Eddington

Writer/director Ari Aster felt it wasn't too early to relive the early days of the COVID pandemic and he wasn't wrong, but this year's EDDINGTON is so unfocused and shambolic I came away from it disappointed and weary.  What a blown opportunity.  The premise of a sheriff and mayor squaring off in a small town as the Coronavirus begins seemed ripe for a potent social and political satire.  If only Aster's eyes hadn't wandered so far.
 
May, 2020. Joe Cross (Joaquin Phoenix) is the Sheriff of Eddington, New Mexico.  Clearly conservative, and frustrated by pandemic mandates at the state level.  "There's no COVID here!" he cries when everyone, including Mayor Ted Garcia (Pedro Pascal), tells him to put on his damned mask already.  There's a history between these men that is discussed but never confirmed.  Hearsay rants that Cross will use in his campaign when he decides to run against Garcia in the next election.  Joe will allege that Ted got his wife Louise (Emma Stone) pregnant and forced an abortion twenty years before, when she was only sixteen.  A charge denied by both parties, though aggressively insisted upon by Louise's mother Dawn (Deidre O'Connell)

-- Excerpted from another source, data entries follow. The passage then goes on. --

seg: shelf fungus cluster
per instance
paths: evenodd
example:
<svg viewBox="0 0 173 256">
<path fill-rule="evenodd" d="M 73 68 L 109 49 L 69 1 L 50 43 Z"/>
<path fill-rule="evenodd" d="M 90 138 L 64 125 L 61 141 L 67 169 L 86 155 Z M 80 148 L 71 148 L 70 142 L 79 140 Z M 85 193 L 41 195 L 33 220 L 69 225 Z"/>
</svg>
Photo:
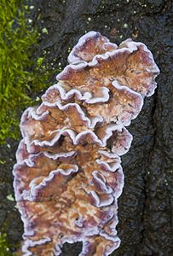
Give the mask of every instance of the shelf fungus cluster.
<svg viewBox="0 0 173 256">
<path fill-rule="evenodd" d="M 153 94 L 159 70 L 143 44 L 118 47 L 95 32 L 79 39 L 68 62 L 41 105 L 21 118 L 14 166 L 20 255 L 61 255 L 65 242 L 82 241 L 80 256 L 105 256 L 120 244 L 120 156 L 132 141 L 125 126 Z"/>
</svg>

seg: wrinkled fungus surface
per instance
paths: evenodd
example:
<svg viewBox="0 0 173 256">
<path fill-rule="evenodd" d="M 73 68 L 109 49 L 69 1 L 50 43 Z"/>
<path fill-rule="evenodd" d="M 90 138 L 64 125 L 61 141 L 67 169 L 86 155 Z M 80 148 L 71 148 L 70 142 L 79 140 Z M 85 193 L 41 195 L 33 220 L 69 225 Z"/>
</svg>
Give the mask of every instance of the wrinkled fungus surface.
<svg viewBox="0 0 173 256">
<path fill-rule="evenodd" d="M 153 94 L 159 73 L 143 44 L 118 47 L 95 32 L 79 39 L 68 61 L 41 105 L 21 118 L 14 187 L 25 256 L 60 255 L 65 242 L 82 241 L 80 256 L 118 247 L 120 156 L 132 141 L 125 126 Z"/>
</svg>

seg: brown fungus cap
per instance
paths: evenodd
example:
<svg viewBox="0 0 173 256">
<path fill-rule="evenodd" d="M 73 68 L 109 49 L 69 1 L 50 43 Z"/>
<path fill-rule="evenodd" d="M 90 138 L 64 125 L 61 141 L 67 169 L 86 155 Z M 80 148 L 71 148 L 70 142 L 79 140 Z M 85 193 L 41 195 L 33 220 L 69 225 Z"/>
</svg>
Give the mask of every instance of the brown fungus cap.
<svg viewBox="0 0 173 256">
<path fill-rule="evenodd" d="M 120 156 L 125 128 L 154 92 L 159 68 L 141 43 L 118 47 L 99 32 L 83 36 L 38 107 L 22 115 L 14 188 L 24 241 L 19 255 L 60 255 L 83 242 L 79 256 L 109 255 L 117 236 Z"/>
</svg>

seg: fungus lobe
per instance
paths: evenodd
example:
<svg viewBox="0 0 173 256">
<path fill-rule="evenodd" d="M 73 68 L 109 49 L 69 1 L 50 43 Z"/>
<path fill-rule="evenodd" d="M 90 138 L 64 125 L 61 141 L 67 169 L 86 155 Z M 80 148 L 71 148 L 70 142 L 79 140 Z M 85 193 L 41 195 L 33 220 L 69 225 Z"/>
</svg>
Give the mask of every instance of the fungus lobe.
<svg viewBox="0 0 173 256">
<path fill-rule="evenodd" d="M 152 53 L 131 39 L 118 47 L 99 32 L 83 36 L 58 83 L 21 118 L 14 188 L 24 223 L 20 255 L 60 255 L 83 242 L 80 256 L 109 255 L 124 186 L 125 126 L 153 94 L 159 73 Z"/>
</svg>

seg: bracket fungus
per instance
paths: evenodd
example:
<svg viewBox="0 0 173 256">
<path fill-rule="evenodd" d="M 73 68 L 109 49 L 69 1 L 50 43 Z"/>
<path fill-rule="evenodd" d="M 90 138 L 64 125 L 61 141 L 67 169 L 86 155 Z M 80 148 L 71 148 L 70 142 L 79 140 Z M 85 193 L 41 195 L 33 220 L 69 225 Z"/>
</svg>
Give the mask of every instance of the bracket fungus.
<svg viewBox="0 0 173 256">
<path fill-rule="evenodd" d="M 58 83 L 21 118 L 14 188 L 24 223 L 21 255 L 60 255 L 83 242 L 80 256 L 109 255 L 124 186 L 125 126 L 153 94 L 159 73 L 145 44 L 118 47 L 99 32 L 83 36 Z"/>
</svg>

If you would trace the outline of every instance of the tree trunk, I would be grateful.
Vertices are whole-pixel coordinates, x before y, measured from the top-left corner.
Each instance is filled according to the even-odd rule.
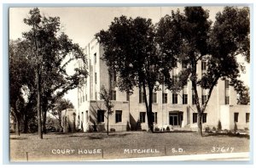
[[[16,132],[16,135],[17,136],[20,136],[20,120],[19,119],[16,119],[16,123],[15,123],[15,125],[16,125],[16,130],[15,130],[15,132]]]
[[[27,114],[26,113],[24,115],[24,130],[23,130],[23,133],[27,133],[28,132],[28,119],[27,119]]]
[[[43,123],[42,123],[42,125],[43,125],[43,132],[44,134],[46,134],[46,115],[47,115],[46,110],[44,110],[43,111]]]
[[[38,64],[37,70],[37,92],[38,92],[38,137],[43,139],[42,120],[41,120],[41,81],[40,81],[39,64]]]
[[[62,120],[62,118],[61,118],[61,112],[58,112],[59,114],[59,125],[60,125],[60,127],[61,127],[61,132],[63,132],[63,126],[61,126],[61,120]]]

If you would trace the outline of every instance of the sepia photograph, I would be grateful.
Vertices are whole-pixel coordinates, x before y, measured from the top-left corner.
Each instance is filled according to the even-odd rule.
[[[9,162],[250,161],[251,10],[9,8]]]

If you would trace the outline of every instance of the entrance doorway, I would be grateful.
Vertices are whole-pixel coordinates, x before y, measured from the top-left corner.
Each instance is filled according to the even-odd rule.
[[[181,127],[183,120],[183,112],[182,111],[169,112],[169,125]]]

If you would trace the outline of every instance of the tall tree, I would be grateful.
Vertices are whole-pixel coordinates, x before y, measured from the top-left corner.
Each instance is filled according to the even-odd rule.
[[[192,82],[201,136],[201,116],[218,80],[230,78],[230,85],[235,89],[242,85],[237,80],[241,66],[236,57],[241,54],[249,60],[248,14],[247,8],[225,7],[222,13],[217,14],[214,25],[211,27],[208,11],[201,7],[186,7],[183,14],[172,11],[171,16],[165,16],[158,25],[158,42],[161,50],[168,51],[172,55],[177,50],[172,45],[178,44],[177,61],[187,64],[187,68],[179,73],[177,87],[177,90],[182,88],[188,79]],[[207,68],[200,78],[197,65],[201,61],[207,63]],[[200,87],[207,90],[206,99],[202,98],[204,101],[201,102]]]
[[[109,115],[113,115],[113,108],[114,107],[113,104],[112,103],[111,90],[108,90],[104,86],[102,86],[101,88],[100,97],[101,99],[104,101],[104,105],[107,109],[107,134],[108,135]]]
[[[132,93],[134,87],[141,89],[145,98],[148,131],[153,132],[153,92],[158,88],[160,71],[166,72],[161,66],[171,64],[172,60],[159,54],[151,20],[114,18],[108,30],[101,31],[96,37],[104,48],[102,59],[107,65],[119,74],[119,90]]]
[[[74,69],[73,75],[67,73],[67,66],[73,60],[86,59],[78,44],[73,44],[64,32],[60,30],[59,17],[45,17],[40,14],[38,8],[29,12],[29,17],[24,22],[32,27],[23,33],[24,41],[32,50],[30,56],[35,64],[38,94],[38,135],[43,138],[43,124],[45,126],[46,112],[55,101],[79,83],[84,82],[87,76],[86,64],[82,69]],[[45,127],[45,126],[44,126]]]
[[[18,39],[9,43],[9,88],[11,115],[15,120],[16,132],[26,133],[28,122],[33,116],[35,90],[34,67],[27,55],[31,53],[26,42]],[[22,126],[23,124],[23,126]],[[19,129],[18,129],[19,128]]]

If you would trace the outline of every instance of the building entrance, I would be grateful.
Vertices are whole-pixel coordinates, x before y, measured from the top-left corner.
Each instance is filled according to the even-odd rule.
[[[169,125],[173,126],[181,126],[183,120],[183,112],[170,111],[169,112]]]

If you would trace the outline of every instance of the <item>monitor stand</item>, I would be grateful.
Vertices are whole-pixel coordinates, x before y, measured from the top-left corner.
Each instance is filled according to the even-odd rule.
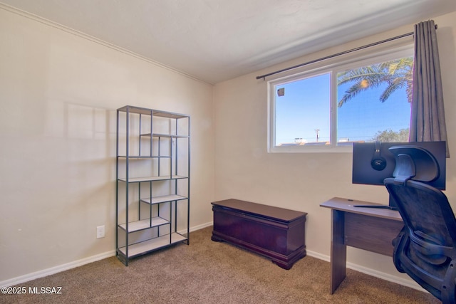
[[[388,206],[387,205],[353,205],[353,207],[375,208],[375,209],[380,209],[398,210],[398,207],[396,206],[397,205],[394,201],[394,199],[393,199],[393,197],[391,197],[391,195],[390,195],[390,201]]]

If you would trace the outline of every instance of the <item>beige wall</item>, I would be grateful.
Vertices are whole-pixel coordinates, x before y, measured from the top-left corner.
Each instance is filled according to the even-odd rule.
[[[446,194],[456,210],[456,13],[434,20],[438,24],[448,143],[453,155],[447,160]],[[307,249],[328,258],[330,211],[319,204],[333,196],[387,204],[387,191],[351,184],[351,153],[267,153],[267,81],[256,76],[413,31],[413,25],[405,26],[217,84],[216,199],[237,198],[308,212]],[[354,248],[349,248],[348,256],[358,269],[393,278],[399,274],[390,258]]]
[[[456,13],[434,20],[453,154],[446,194],[455,208]],[[328,258],[330,214],[319,204],[335,196],[385,203],[387,194],[351,184],[351,154],[268,154],[266,83],[255,76],[411,31],[368,37],[214,90],[0,8],[0,282],[113,254],[115,115],[127,104],[192,116],[192,228],[210,223],[214,199],[301,210],[309,213],[309,253]],[[96,239],[95,227],[103,224],[106,237]],[[397,278],[389,258],[350,249],[348,260],[358,269]]]
[[[0,46],[0,282],[114,253],[125,105],[191,115],[190,226],[210,223],[213,85],[1,7]]]

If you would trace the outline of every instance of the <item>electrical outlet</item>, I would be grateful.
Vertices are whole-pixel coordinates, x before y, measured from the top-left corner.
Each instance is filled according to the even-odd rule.
[[[105,237],[105,225],[97,226],[97,239]]]

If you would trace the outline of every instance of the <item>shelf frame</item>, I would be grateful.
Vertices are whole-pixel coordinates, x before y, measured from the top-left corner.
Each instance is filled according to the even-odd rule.
[[[120,115],[123,115],[122,117]],[[148,117],[145,117],[146,115]],[[159,120],[159,124],[165,122],[165,130],[169,129],[170,134],[154,132],[155,117],[165,119]],[[125,266],[128,266],[130,259],[134,257],[147,254],[177,243],[184,243],[190,245],[190,117],[187,115],[125,105],[117,110],[116,119],[116,254],[118,258]],[[166,119],[168,119],[167,121],[169,122],[166,122]],[[122,147],[123,149],[125,149],[124,152],[120,151],[119,138],[121,120],[123,120],[122,124],[125,123],[125,126],[123,125],[123,132],[125,132],[125,138],[123,138],[123,146]],[[150,127],[147,127],[147,120],[150,120]],[[179,125],[181,120],[187,120],[186,127],[182,124]],[[145,122],[144,125],[145,132],[142,130],[143,121]],[[137,129],[135,130],[134,127],[132,127],[133,125],[132,124],[136,122],[138,124],[136,125]],[[173,122],[175,123],[174,126],[172,126]],[[169,127],[166,127],[166,123],[169,123]],[[180,126],[181,130],[183,130],[186,134],[180,134]],[[148,128],[150,130],[147,130]],[[131,132],[134,134],[130,133]],[[135,142],[130,141],[130,137],[133,136],[135,137]],[[149,138],[148,143],[144,142],[144,139],[147,138]],[[188,149],[187,151],[187,159],[185,161],[187,162],[188,167],[185,175],[178,174],[180,168],[178,167],[177,151],[180,151],[180,147],[178,147],[180,139],[187,139],[185,145],[187,145]],[[143,143],[149,145],[148,152],[146,147],[147,145],[142,146]],[[155,145],[157,145],[157,146],[155,146]],[[167,147],[165,146],[164,150],[162,150],[162,145],[169,145],[169,147]],[[142,147],[145,147],[144,153]],[[132,151],[130,151],[132,148],[132,151],[135,151],[138,149],[136,154],[132,154]],[[154,149],[156,150],[154,150]],[[162,164],[161,159],[170,159],[169,162],[167,161]],[[130,169],[133,165],[130,162],[143,162],[146,159],[157,159],[156,162],[152,162],[152,162],[148,164],[152,166],[151,167],[152,173],[157,174],[157,176],[132,176]],[[168,162],[169,168],[163,169],[164,174],[162,175],[162,169],[163,168],[161,166],[166,165],[167,167]],[[123,172],[122,176],[120,176],[119,169],[120,166],[125,166],[125,172]],[[157,171],[152,169],[154,166],[157,166]],[[169,170],[169,172],[167,170]],[[177,193],[178,185],[180,184],[178,181],[185,179],[187,179],[187,193],[184,195],[180,195]],[[162,181],[170,181],[170,190],[174,193],[154,196],[152,194],[155,187],[155,183]],[[147,186],[142,187],[142,183],[147,183],[148,184],[148,197],[147,198],[142,198],[144,196],[143,189],[145,189],[145,192],[147,192]],[[138,197],[132,201],[130,195],[134,194],[136,196],[135,192],[132,192],[130,190],[130,186],[133,184],[138,184]],[[180,185],[182,186],[182,184]],[[125,204],[122,204],[122,206],[125,208],[122,215],[122,217],[125,217],[125,221],[123,221],[120,223],[119,210],[122,207],[120,201],[121,189],[125,192],[124,195],[123,195],[123,196],[125,196],[123,199],[125,199]],[[182,202],[180,203],[180,201]],[[132,204],[137,204],[138,214],[136,217],[138,219],[138,220],[130,220],[130,216],[133,215],[133,214],[130,214],[130,211]],[[187,204],[185,210],[187,213],[187,227],[186,231],[183,233],[177,231],[178,204]],[[154,206],[156,206],[156,207],[152,209]],[[162,206],[165,208],[163,211],[167,211],[163,214],[160,214]],[[142,208],[144,207],[149,208],[149,210],[146,209],[142,213]],[[169,212],[167,209],[169,209]],[[167,214],[166,214],[167,213]],[[142,216],[145,216],[145,218],[142,218]],[[180,226],[182,227],[182,226]],[[161,229],[165,229],[165,231],[160,231]],[[119,236],[120,231],[123,231],[123,235],[125,234],[125,239],[123,239],[123,236]],[[129,237],[130,234],[141,231],[150,231],[150,234],[151,235],[156,235],[157,236],[151,236],[147,239],[143,240],[142,239],[142,235],[140,234],[141,236],[139,238],[141,240],[140,241],[138,241],[138,239],[135,240],[134,237],[131,239]],[[122,240],[122,242],[120,242],[120,240]]]

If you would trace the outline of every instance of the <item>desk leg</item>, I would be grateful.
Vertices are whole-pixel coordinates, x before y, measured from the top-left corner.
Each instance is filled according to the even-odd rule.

Meanwhile, the town youth organize Black Lives Matter protests that turn violent and destructive.  And of course constantly record everything with their phones, as when Joe gets rough with a vagrant who disrupts a bar.  

Things will get progressively worse for Joe as EDDINGTON plays on.  Mostly of his own doing.  Honestly, things don't go well for anybody in this grim tale, its small town of a microcosm of the entire country.  The points are there, but not articulated with any nuance. Hammered home.  This is not a particularly smart movie.  Aster crams plenty of 2020 zeitgeist into this dark comedy cum Western, but it's all so tediously rendered, so disorganized.  Nothing is developed to satisfaction.  Plot threads dangle.

I think Aster should've kept the emphasis on Joe vs. Ted, and how COVID engineered their fight. There's a great scene early on, as the men approach each other in a standoff, as if in a Sergio Leone picture.  What should have been the introduction of a tight, intense battle of wits that could've encompassed broader ideas without creating busy, tangential plotting.  Instead, the film introduces so many other elements the film goes off the rails.  Such as the character of Vernon (Austin Butler), a cult leader who becomes a YouTube sensation.  And the entrance of Antifa, here depicted as a very well funded militia that have their own private jet.  Would've been more plausible if they were seen as a disparate, rag tag collective ala the French 75 in ONE BATTLE AFTER ANOTHER.   

Joaquin is good, and at least he doesn't mumble this time.   Maybe mugs a bit.  The rest of the cast is adequate.  Pascal, in his twentieth screen appearance this year, is underused.  Stone's role is essentially insignificant and could've been excised without too much disruption.  

Much has been written about the film's third act, when events turn really ugly. I didn't think it worked all that well.  Seemed a bit desperate.  The satire is thick during the film's prologue, but just felt mean spirited rather than truly insightful about an era that perhaps changed society irrevocably.